Let's get all Tel Aviv (TLV) stops 

In [None]:
for zone in stops_df['zone_id'].unique():
    print(zone)

In [None]:
test_stops = stops_df[stops_df['zone_id'] == 6900]
test_stops.to_csv(OUTPUT_PATH + 'test_stops.csv')

In [None]:
test_stops.shape

In [None]:
stops_df.shape

In [None]:
# Let's see how manu NaN zones we have:
stops_df['zone_id'].isna().sum()

In [None]:
# I think zone 210 is tel aviv metropolitan area (only the small surrounding part, we would need to extend for our real computations). 
# We need to filter only trips that contain stops (and then only nodes with those stops) that are in this zone.
tlv_stops_df = stops_df[stops_df['zone_id'] == 210]

In [None]:
tlv_stops_df.shape

Now we need to get the TLV stop times, in order to find all trips that include TLV stops

In [None]:
# stop_times_df
tlv_stop_times_df = stop_times_df.merge(tlv_stops_df[['stop_id']], on='stop_id', how='inner')

In [None]:
tlv_stop_times_df.shape

In [None]:
stop_times_df.shape

Next, the TLV stop times include all actual trip ids with TLV stops in them. Let's find relevant trip in the Sunday's trips we're examining

In [None]:
# !!!!!!!!!!!!!!!!!!!!!!!!!!!!!!!!!!!!!!!!!!!!!!!!!!!!!!!!
#
# We want to get unique trips which pass through TLV, then we will use these trips to filter 
# only nodes that pass through TLV.
#
# !!!!!!!!!!!!!!!!!!!!!!!!!!!!!!!!!!!!!!!!!!!!!!!!!!!!!!!!
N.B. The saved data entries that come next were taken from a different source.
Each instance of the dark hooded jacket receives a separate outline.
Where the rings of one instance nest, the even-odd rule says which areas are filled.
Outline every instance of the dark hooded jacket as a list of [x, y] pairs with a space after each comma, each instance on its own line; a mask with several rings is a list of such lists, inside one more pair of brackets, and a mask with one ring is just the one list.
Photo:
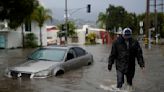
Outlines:
[[137, 58], [140, 67], [144, 67], [142, 49], [139, 42], [133, 38], [129, 38], [129, 46], [125, 39], [120, 36], [112, 44], [111, 54], [108, 61], [108, 69], [111, 70], [112, 64], [116, 63], [116, 70], [127, 73], [128, 70], [135, 70], [135, 59]]

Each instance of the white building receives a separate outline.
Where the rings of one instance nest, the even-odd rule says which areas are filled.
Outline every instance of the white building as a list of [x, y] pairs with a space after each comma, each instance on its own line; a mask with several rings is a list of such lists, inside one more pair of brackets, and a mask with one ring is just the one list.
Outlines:
[[59, 38], [57, 36], [57, 32], [59, 32], [59, 30], [56, 26], [46, 26], [46, 30], [48, 45], [60, 43]]
[[89, 33], [95, 33], [96, 34], [96, 42], [102, 43], [102, 39], [100, 37], [100, 32], [105, 32], [105, 29], [99, 29], [99, 28], [92, 28], [89, 25], [83, 25], [82, 29], [77, 29], [77, 36], [78, 36], [78, 43], [79, 44], [85, 44], [86, 42], [86, 35]]
[[[23, 27], [25, 28], [25, 27]], [[37, 24], [31, 25], [31, 31], [25, 31], [24, 33], [34, 33], [37, 37], [38, 45], [40, 44], [40, 29]], [[42, 42], [43, 46], [47, 46], [47, 31], [46, 26], [42, 27]], [[18, 48], [22, 47], [22, 28], [19, 27], [16, 30], [11, 30], [7, 26], [6, 22], [0, 22], [0, 48]]]

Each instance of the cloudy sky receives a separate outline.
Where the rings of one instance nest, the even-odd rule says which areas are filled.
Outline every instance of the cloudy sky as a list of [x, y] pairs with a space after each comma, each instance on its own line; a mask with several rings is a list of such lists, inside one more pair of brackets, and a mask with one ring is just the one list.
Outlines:
[[[42, 5], [53, 12], [56, 19], [64, 19], [65, 0], [39, 0]], [[91, 13], [86, 13], [86, 8], [70, 15], [70, 18], [96, 21], [99, 12], [105, 12], [109, 4], [123, 6], [129, 12], [137, 14], [145, 12], [146, 0], [67, 0], [69, 14], [78, 8], [91, 4]]]

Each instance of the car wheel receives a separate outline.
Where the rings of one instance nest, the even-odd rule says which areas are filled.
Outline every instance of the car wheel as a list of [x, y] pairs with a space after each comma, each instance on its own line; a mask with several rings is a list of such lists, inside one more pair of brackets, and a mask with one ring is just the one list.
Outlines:
[[92, 63], [91, 62], [88, 62], [88, 65], [91, 65]]
[[88, 62], [87, 65], [91, 65], [93, 63], [93, 57], [92, 57], [92, 61], [91, 62]]
[[88, 66], [91, 65], [91, 64], [92, 64], [92, 62], [88, 62]]
[[64, 71], [63, 70], [59, 70], [56, 72], [55, 76], [59, 76], [59, 75], [62, 75], [64, 74]]

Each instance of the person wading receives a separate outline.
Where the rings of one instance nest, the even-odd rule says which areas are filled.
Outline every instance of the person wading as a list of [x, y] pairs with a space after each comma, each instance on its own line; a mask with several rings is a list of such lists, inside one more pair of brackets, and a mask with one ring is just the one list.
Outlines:
[[111, 71], [112, 65], [116, 64], [117, 72], [117, 90], [122, 88], [124, 84], [124, 76], [126, 76], [128, 89], [132, 89], [132, 80], [135, 74], [135, 58], [141, 69], [144, 69], [142, 49], [137, 40], [132, 38], [132, 30], [125, 28], [122, 35], [112, 44], [111, 54], [108, 60], [108, 70]]

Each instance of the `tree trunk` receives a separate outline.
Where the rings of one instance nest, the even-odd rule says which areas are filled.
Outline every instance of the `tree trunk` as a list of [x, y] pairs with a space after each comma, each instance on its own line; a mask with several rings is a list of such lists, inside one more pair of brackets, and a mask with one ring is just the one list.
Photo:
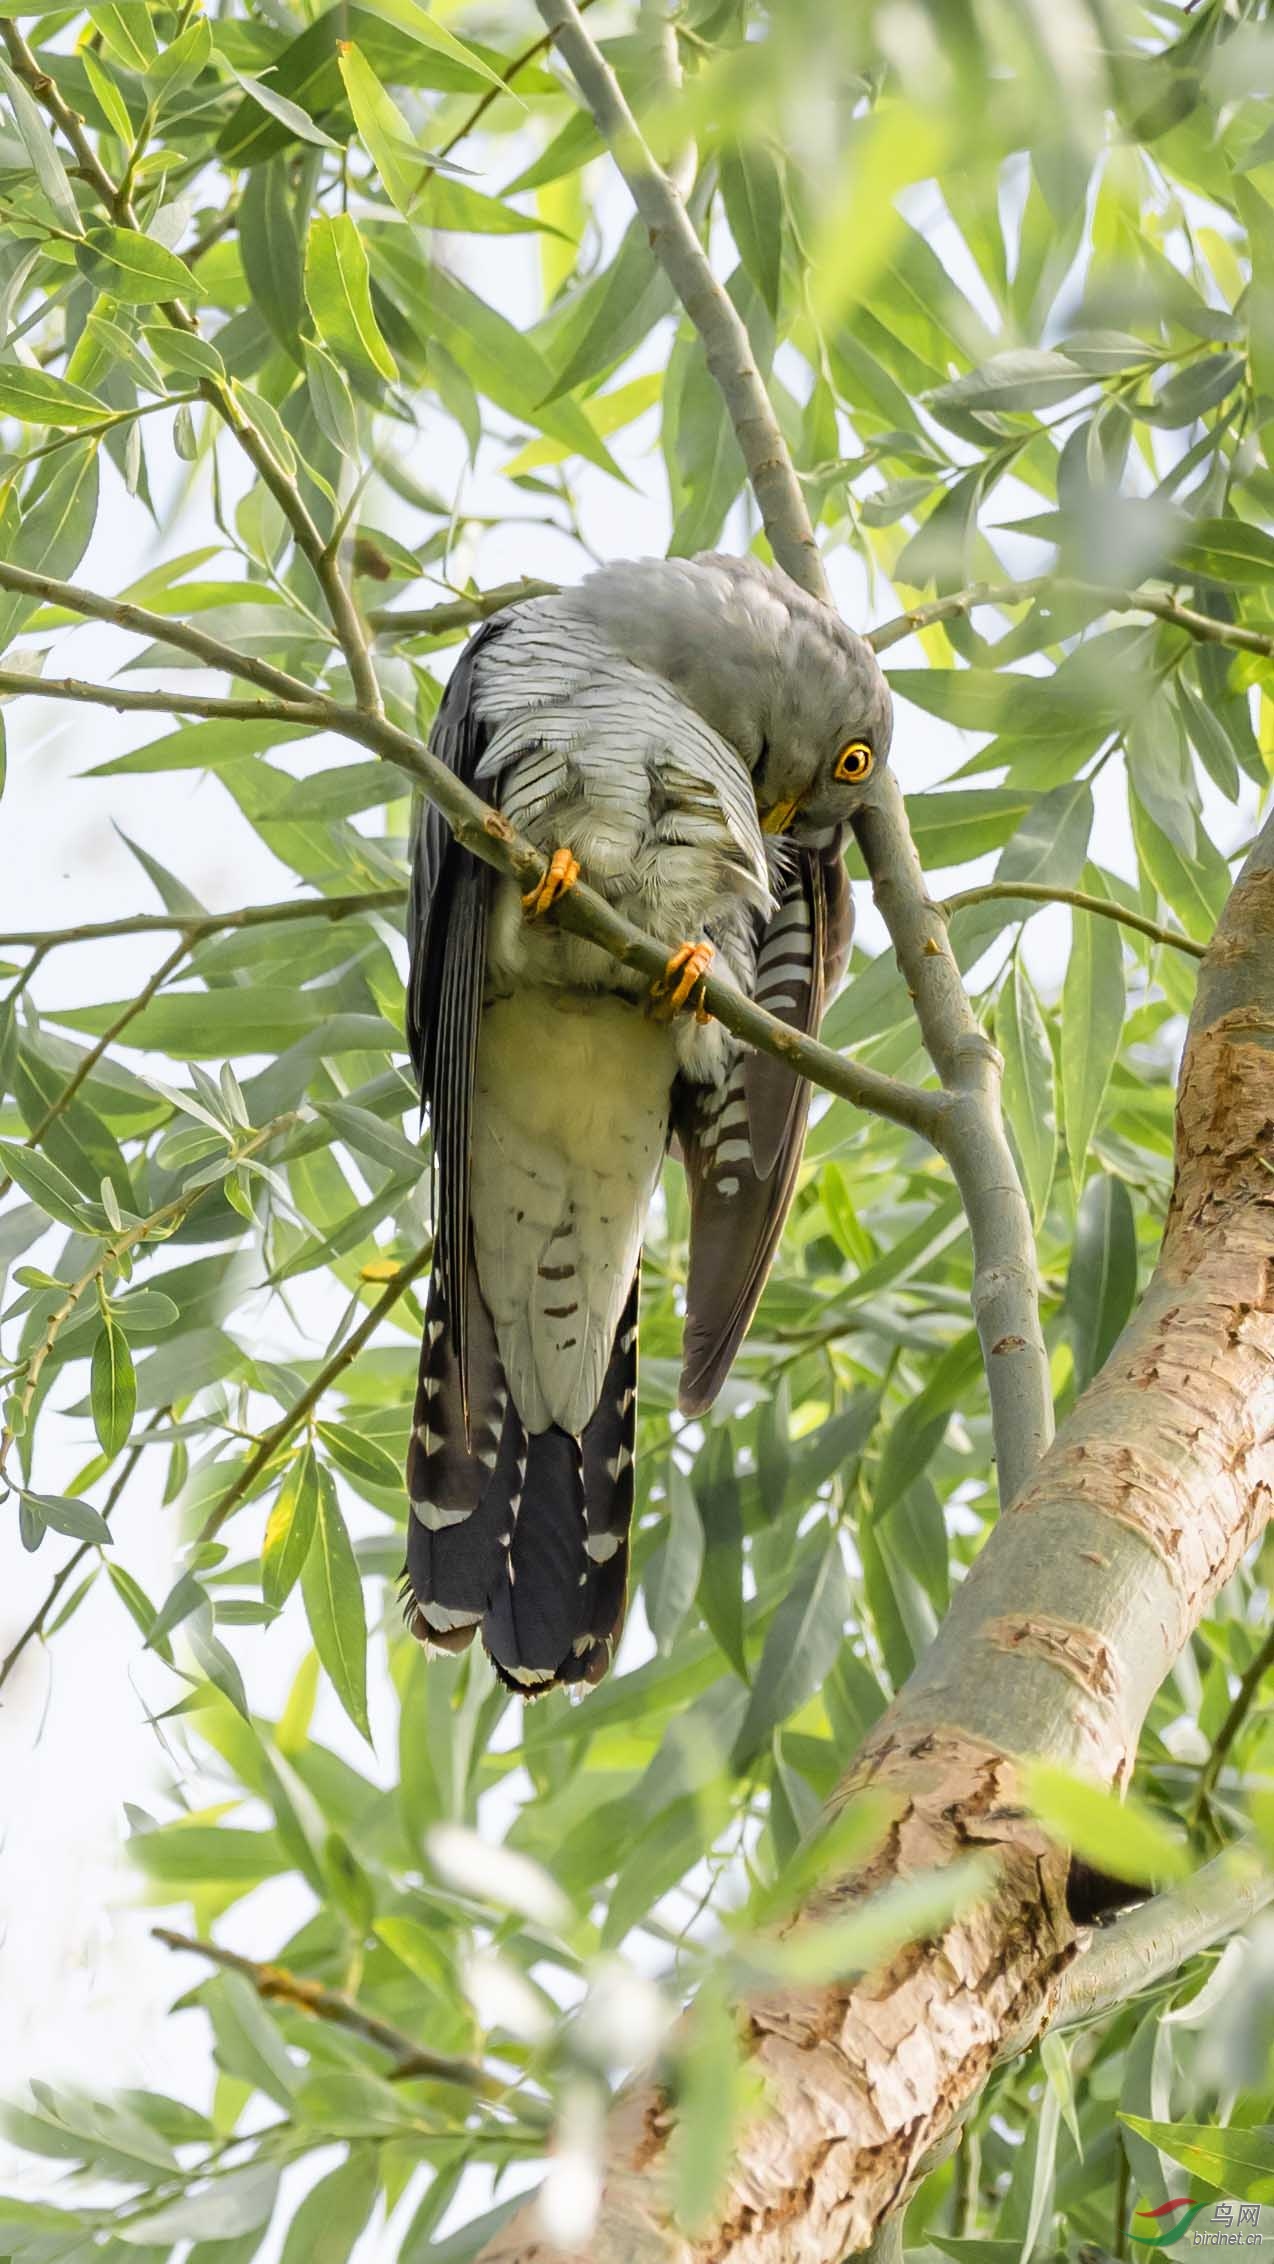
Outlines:
[[[660, 2206], [672, 2111], [655, 2088], [626, 2097], [588, 2264], [840, 2264], [867, 2246], [996, 2060], [1047, 2023], [1082, 1940], [1065, 1853], [1021, 1811], [1018, 1760], [1126, 1781], [1150, 1701], [1272, 1488], [1274, 816], [1200, 972], [1146, 1297], [852, 1764], [844, 1790], [896, 1803], [884, 1849], [803, 1915], [970, 1849], [994, 1856], [994, 1896], [883, 1971], [749, 2004], [765, 2106], [697, 2241]], [[551, 2258], [533, 2202], [483, 2251]]]

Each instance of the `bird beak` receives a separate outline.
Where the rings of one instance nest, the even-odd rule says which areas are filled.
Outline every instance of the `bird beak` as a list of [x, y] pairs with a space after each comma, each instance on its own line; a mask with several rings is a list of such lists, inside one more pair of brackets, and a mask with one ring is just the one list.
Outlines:
[[776, 802], [761, 819], [762, 833], [786, 833], [800, 807], [799, 802]]

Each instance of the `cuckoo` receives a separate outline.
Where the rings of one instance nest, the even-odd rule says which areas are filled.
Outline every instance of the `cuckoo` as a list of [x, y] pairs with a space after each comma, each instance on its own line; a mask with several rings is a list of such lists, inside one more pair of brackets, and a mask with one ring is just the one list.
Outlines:
[[[697, 1009], [709, 967], [816, 1031], [846, 964], [843, 836], [889, 752], [870, 647], [785, 575], [602, 567], [466, 646], [434, 752], [544, 851], [515, 884], [421, 814], [407, 1021], [436, 1249], [405, 1601], [524, 1696], [623, 1624], [638, 1271], [670, 1146], [690, 1206], [681, 1406], [708, 1408], [791, 1203], [809, 1089]], [[668, 948], [651, 990], [543, 915], [580, 876]]]

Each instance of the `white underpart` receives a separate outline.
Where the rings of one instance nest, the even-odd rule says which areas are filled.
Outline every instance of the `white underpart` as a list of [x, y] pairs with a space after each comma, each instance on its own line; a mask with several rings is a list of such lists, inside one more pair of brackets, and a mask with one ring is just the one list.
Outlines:
[[474, 1095], [478, 1280], [529, 1431], [597, 1406], [663, 1162], [669, 1030], [626, 999], [493, 999]]

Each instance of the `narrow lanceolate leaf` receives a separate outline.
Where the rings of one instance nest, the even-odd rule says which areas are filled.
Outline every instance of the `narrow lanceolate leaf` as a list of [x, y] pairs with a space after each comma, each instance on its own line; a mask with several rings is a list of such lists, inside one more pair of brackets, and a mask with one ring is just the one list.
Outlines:
[[783, 176], [764, 142], [721, 155], [721, 194], [739, 257], [772, 315], [783, 275]]
[[418, 40], [422, 47], [432, 47], [435, 54], [462, 64], [466, 71], [472, 71], [476, 78], [486, 79], [492, 86], [504, 85], [499, 72], [493, 71], [481, 55], [475, 54], [472, 47], [466, 47], [464, 41], [457, 39], [436, 17], [426, 15], [419, 0], [368, 0], [368, 5], [373, 15], [383, 16], [386, 23], [394, 24], [399, 31], [406, 32], [409, 39]]
[[297, 102], [289, 102], [285, 94], [277, 94], [268, 80], [252, 78], [246, 71], [235, 71], [234, 76], [244, 93], [259, 103], [271, 118], [277, 118], [281, 126], [286, 126], [290, 134], [296, 134], [301, 141], [313, 142], [318, 149], [340, 149], [339, 142], [315, 125], [308, 110], [302, 110]]
[[23, 424], [55, 425], [60, 432], [82, 432], [98, 425], [107, 410], [81, 385], [70, 385], [49, 370], [24, 362], [0, 362], [0, 415]]
[[323, 344], [338, 360], [398, 375], [372, 312], [367, 254], [347, 212], [311, 222], [305, 247], [305, 297]]
[[261, 1549], [261, 1593], [276, 1610], [301, 1577], [318, 1523], [318, 1504], [318, 1464], [313, 1448], [305, 1446], [284, 1476]]
[[1209, 2123], [1150, 2122], [1141, 2115], [1121, 2114], [1119, 2120], [1205, 2185], [1244, 2201], [1269, 2201], [1274, 2188], [1274, 2130], [1268, 2123], [1255, 2129], [1216, 2130]]
[[412, 156], [411, 128], [361, 47], [352, 39], [343, 39], [336, 59], [363, 145], [385, 184], [390, 203], [405, 218], [425, 171], [420, 158]]
[[690, 1481], [668, 1466], [668, 1528], [646, 1574], [646, 1617], [661, 1651], [671, 1651], [703, 1570], [703, 1525]]
[[105, 1233], [105, 1218], [98, 1217], [66, 1173], [38, 1149], [20, 1147], [16, 1140], [0, 1140], [0, 1171], [59, 1225], [73, 1226], [80, 1234]]
[[75, 262], [99, 291], [129, 306], [203, 296], [203, 286], [185, 260], [136, 228], [90, 228], [75, 247]]
[[1113, 920], [1076, 912], [1062, 986], [1062, 1121], [1078, 1193], [1124, 1026], [1124, 955]]
[[810, 1558], [774, 1615], [730, 1756], [735, 1769], [745, 1769], [771, 1730], [817, 1690], [840, 1649], [852, 1611], [840, 1544], [833, 1537], [821, 1556]]
[[1020, 952], [1000, 993], [995, 1035], [1004, 1056], [1005, 1121], [1038, 1226], [1048, 1208], [1057, 1162], [1057, 1107], [1053, 1049]]
[[1051, 1761], [1028, 1762], [1026, 1797], [1032, 1812], [1076, 1855], [1113, 1878], [1134, 1885], [1180, 1879], [1190, 1868], [1184, 1839], [1138, 1800], [1120, 1800]]
[[687, 2232], [706, 2224], [720, 2200], [746, 2096], [736, 2015], [713, 1974], [695, 1999], [677, 2062], [673, 2193]]
[[1099, 1171], [1080, 1201], [1066, 1276], [1066, 1318], [1075, 1380], [1081, 1389], [1105, 1362], [1136, 1296], [1132, 1198], [1122, 1179]]
[[78, 236], [81, 228], [80, 209], [75, 201], [75, 191], [67, 178], [66, 168], [58, 155], [57, 143], [48, 121], [30, 89], [22, 84], [2, 57], [0, 87], [3, 87], [8, 97], [36, 180], [56, 213], [59, 225], [69, 229], [73, 236]]
[[111, 1529], [91, 1502], [79, 1501], [74, 1494], [33, 1494], [23, 1492], [22, 1506], [32, 1511], [41, 1525], [51, 1527], [55, 1533], [66, 1533], [73, 1541], [109, 1541]]
[[401, 1486], [402, 1470], [393, 1455], [375, 1439], [364, 1438], [351, 1424], [320, 1423], [318, 1435], [337, 1468], [355, 1485], [391, 1486], [395, 1490]]
[[367, 1620], [359, 1578], [331, 1472], [320, 1469], [314, 1539], [301, 1572], [301, 1593], [319, 1661], [355, 1729], [371, 1742], [367, 1720]]
[[107, 1313], [93, 1347], [90, 1379], [93, 1428], [103, 1454], [112, 1458], [127, 1445], [137, 1412], [137, 1377], [128, 1339]]

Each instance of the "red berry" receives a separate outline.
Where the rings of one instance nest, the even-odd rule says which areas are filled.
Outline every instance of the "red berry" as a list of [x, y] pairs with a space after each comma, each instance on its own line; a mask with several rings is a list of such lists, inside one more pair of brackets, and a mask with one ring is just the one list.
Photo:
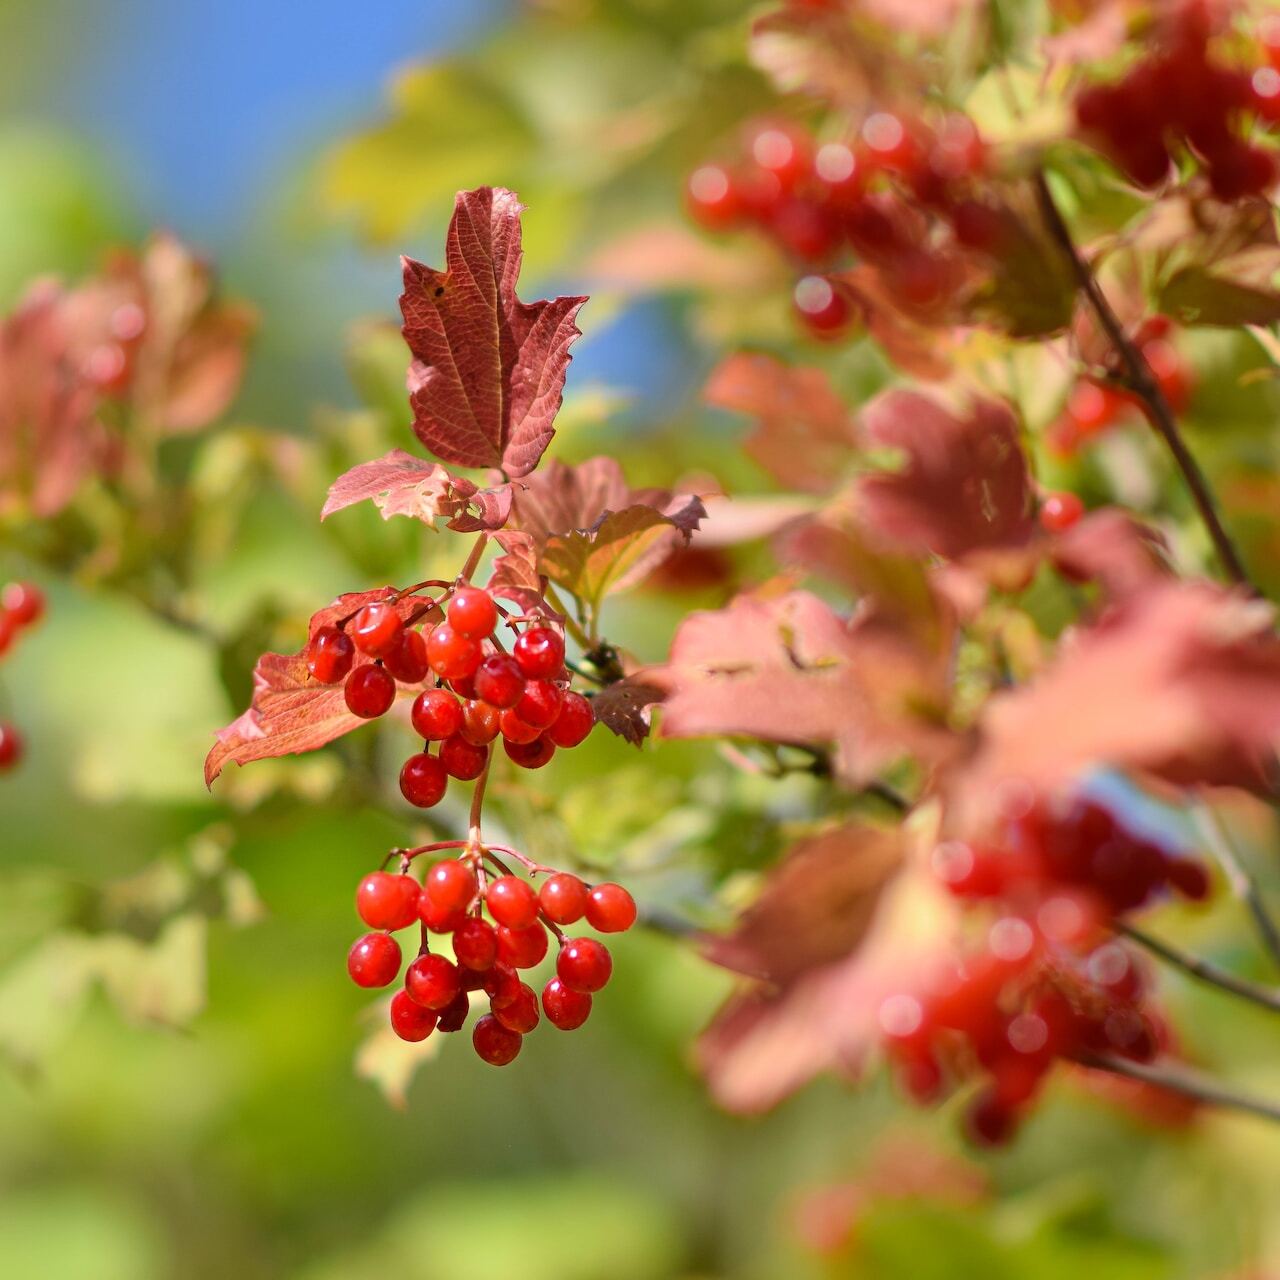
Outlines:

tlv_trips_df = tlv_stop_times_df[['trip_id']].drop_duplicates(subset ="trip_id", 
                     keep = False, inplace = False)

In [None]:
tlv_trips_df.head()

In [None]:
tlv_trips_df.shape

Finally, let's save only nodes that include TLV trips

In [None]:
tlv_nodes_df = nodes_df.merge(tlv_trips_df[['trip_id']], on='trip_id', how='inner')

In [None]:
nodes_df.shape

In [None]:
tlv_nodes_df.shape

In [None]:
tlv_nodes_df.to_csv('tlv_nodes.csv')